You’ve probably guessed, I took the plunge and decided to embark on this pilgrimage. There were still some questions going through my mind, but I experienced an inner confidence that my decision was the right one. As promised, I was immediately introduced to my guide. There was something quite different about his character that I could trust which opened my eyes to see travelling life in a completely new way. I had never seen or experienced anything quite like him before.
This pilgrimage was an investment I thought. Why more people did not take up this offer puzzled me. Maybe it has something to do with the same uncertainty I went through. The unanswered questions and the temptation to walk away from this offer. In those moments when I felt distracted, I spent time thinking how I would review this pilgrimage if asked by the world’s largest travel platform. Temptation to take a diversion along the way distracted me momentarily but without fail my guide was right there beside me. His strong support and gentle wisdom drew me in ways that overwhelmed my temptation to depart from the course.
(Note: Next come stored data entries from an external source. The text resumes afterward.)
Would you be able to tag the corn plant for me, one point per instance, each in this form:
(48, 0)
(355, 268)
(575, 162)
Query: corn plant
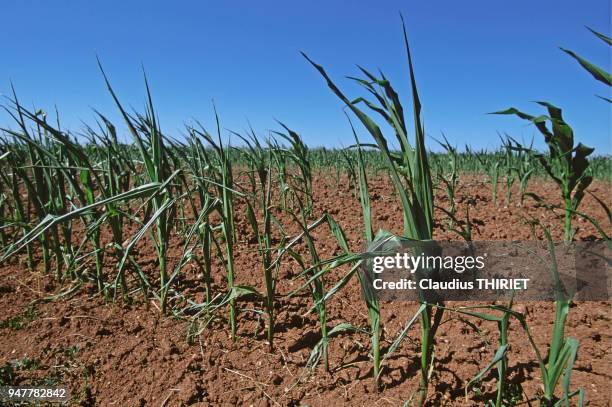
(409, 172)
(223, 179)
(598, 73)
(261, 196)
(149, 139)
(566, 164)
(450, 179)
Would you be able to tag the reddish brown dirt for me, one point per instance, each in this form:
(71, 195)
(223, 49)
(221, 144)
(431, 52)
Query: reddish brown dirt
(127, 355)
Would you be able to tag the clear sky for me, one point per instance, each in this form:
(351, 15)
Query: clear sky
(471, 57)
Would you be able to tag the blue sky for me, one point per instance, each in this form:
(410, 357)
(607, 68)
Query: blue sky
(471, 57)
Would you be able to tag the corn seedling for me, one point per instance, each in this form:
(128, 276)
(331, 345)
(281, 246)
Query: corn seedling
(566, 164)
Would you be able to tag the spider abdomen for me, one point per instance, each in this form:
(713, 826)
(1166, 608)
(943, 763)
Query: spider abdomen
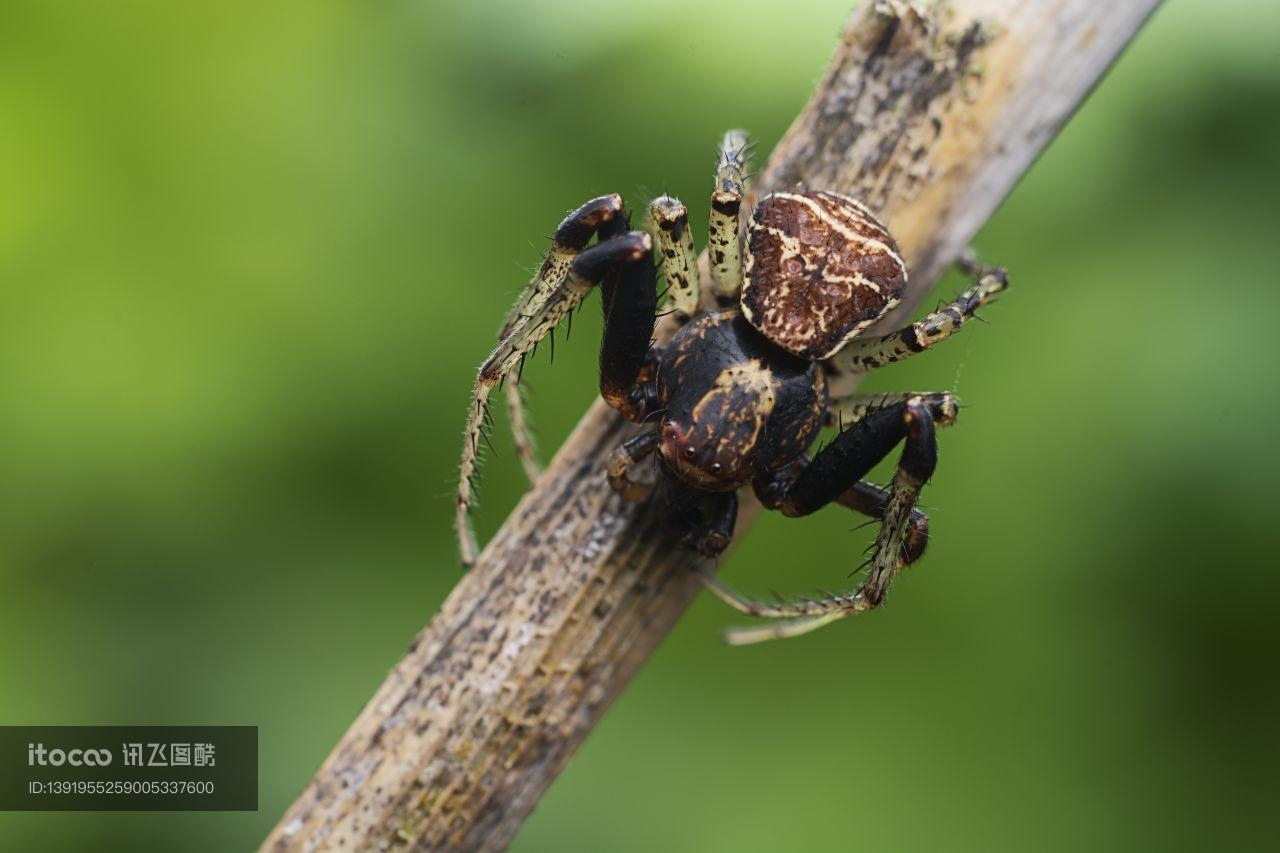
(735, 404)
(819, 268)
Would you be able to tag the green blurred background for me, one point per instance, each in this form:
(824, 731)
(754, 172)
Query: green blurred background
(251, 254)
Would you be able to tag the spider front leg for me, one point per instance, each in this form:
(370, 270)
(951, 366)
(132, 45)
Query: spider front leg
(723, 247)
(624, 457)
(668, 220)
(863, 355)
(622, 265)
(570, 238)
(835, 474)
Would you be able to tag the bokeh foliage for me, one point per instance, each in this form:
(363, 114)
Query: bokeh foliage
(250, 255)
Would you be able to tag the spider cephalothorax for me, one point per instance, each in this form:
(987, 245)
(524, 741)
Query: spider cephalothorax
(739, 393)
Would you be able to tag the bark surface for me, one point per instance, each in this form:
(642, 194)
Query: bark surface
(929, 117)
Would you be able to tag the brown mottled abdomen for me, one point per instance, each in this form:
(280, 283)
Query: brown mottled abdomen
(819, 269)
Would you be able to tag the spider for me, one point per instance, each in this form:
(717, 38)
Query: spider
(737, 396)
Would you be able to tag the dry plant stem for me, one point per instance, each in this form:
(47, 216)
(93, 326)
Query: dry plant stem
(931, 119)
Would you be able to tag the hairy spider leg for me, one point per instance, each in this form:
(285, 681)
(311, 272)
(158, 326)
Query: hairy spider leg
(854, 407)
(624, 457)
(570, 238)
(835, 474)
(863, 355)
(723, 247)
(668, 219)
(620, 264)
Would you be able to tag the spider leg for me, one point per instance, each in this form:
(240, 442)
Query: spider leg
(621, 264)
(624, 459)
(835, 474)
(863, 355)
(668, 219)
(571, 237)
(521, 434)
(722, 243)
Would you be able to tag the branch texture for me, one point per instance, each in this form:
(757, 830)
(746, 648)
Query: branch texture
(931, 118)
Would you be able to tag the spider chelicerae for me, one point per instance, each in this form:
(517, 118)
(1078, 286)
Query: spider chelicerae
(737, 396)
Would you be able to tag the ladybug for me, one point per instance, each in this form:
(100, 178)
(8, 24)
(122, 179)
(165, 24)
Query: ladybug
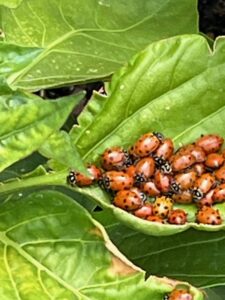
(202, 185)
(210, 143)
(115, 158)
(207, 200)
(181, 162)
(199, 168)
(150, 189)
(144, 169)
(208, 215)
(194, 150)
(219, 193)
(220, 174)
(145, 211)
(184, 181)
(178, 217)
(139, 193)
(162, 164)
(165, 150)
(155, 219)
(146, 144)
(214, 160)
(180, 294)
(184, 197)
(131, 171)
(127, 200)
(162, 206)
(76, 178)
(162, 181)
(116, 181)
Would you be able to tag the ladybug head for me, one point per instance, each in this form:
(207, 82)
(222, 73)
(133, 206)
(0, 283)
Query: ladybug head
(197, 194)
(159, 136)
(166, 168)
(71, 178)
(175, 187)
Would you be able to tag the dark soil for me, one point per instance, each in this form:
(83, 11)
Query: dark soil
(212, 17)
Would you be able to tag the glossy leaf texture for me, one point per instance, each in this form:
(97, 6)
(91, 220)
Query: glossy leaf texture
(50, 247)
(62, 152)
(85, 40)
(193, 256)
(27, 121)
(10, 3)
(175, 86)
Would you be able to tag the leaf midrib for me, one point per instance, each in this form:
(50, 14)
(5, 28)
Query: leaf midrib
(121, 124)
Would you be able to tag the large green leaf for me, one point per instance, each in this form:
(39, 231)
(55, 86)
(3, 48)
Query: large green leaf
(85, 40)
(175, 86)
(10, 3)
(27, 121)
(193, 256)
(62, 152)
(51, 248)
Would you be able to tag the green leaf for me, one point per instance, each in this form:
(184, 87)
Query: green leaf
(10, 3)
(64, 254)
(216, 293)
(14, 58)
(61, 149)
(193, 256)
(83, 41)
(27, 121)
(175, 86)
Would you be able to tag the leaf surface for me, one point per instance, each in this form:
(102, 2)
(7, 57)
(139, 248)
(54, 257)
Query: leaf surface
(27, 121)
(193, 256)
(175, 86)
(86, 40)
(62, 152)
(64, 254)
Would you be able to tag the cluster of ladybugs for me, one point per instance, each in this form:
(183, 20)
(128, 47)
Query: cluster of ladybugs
(195, 173)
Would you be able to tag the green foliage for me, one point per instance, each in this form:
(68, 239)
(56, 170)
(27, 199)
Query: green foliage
(84, 40)
(193, 256)
(64, 254)
(27, 121)
(51, 247)
(169, 97)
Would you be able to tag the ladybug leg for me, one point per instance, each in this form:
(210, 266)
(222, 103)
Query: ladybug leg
(139, 178)
(71, 178)
(175, 188)
(166, 168)
(197, 194)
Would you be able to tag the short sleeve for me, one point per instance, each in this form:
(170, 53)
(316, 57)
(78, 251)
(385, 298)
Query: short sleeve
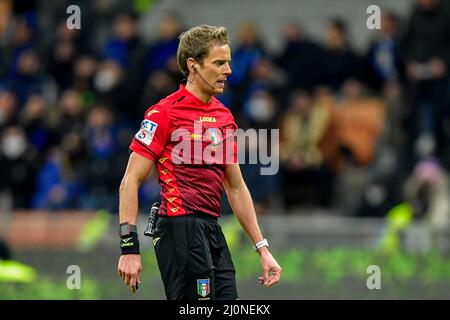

In the early stages of this pilgrimage, I felt that a vital key for me to complete this A-Z journey was to spend as much time as possible with my guide. In those moments when my own stupidity prevailed, he would look at me not in judgement but with deep care which never failed to surprise me.
Of course, I initially asked myself, “How can I spend more time with this guide?” He is probably very busy looking after everyone else. But I was proved wrong yet again in my assumption. He was there every time I looked! Without a doubt, it seemed that we were developing a close bond. One which he was far better at prioritising than me.
Personal conversations with this guide seemed to be his priority on this tour. I had been on other tours and when faced with a problem I was handed a self-help brochure which had plenty of detail but lacked substance and disconnected me from the way forward. I sensed that information was not the answer on this journey. It had to do more with relationship between me and my leader and his gift, as I called it, of imparting help through wisdom that was simple to understand and readily available. And yet, another puzzling thought……….. these simple instructions seemed to form a part of who I was becoming. A flesh and blood kind of experience.
Anyway, I just keep taking one step at a time, always learning, and growing. What an exciting pilgrimage this is turning out to be!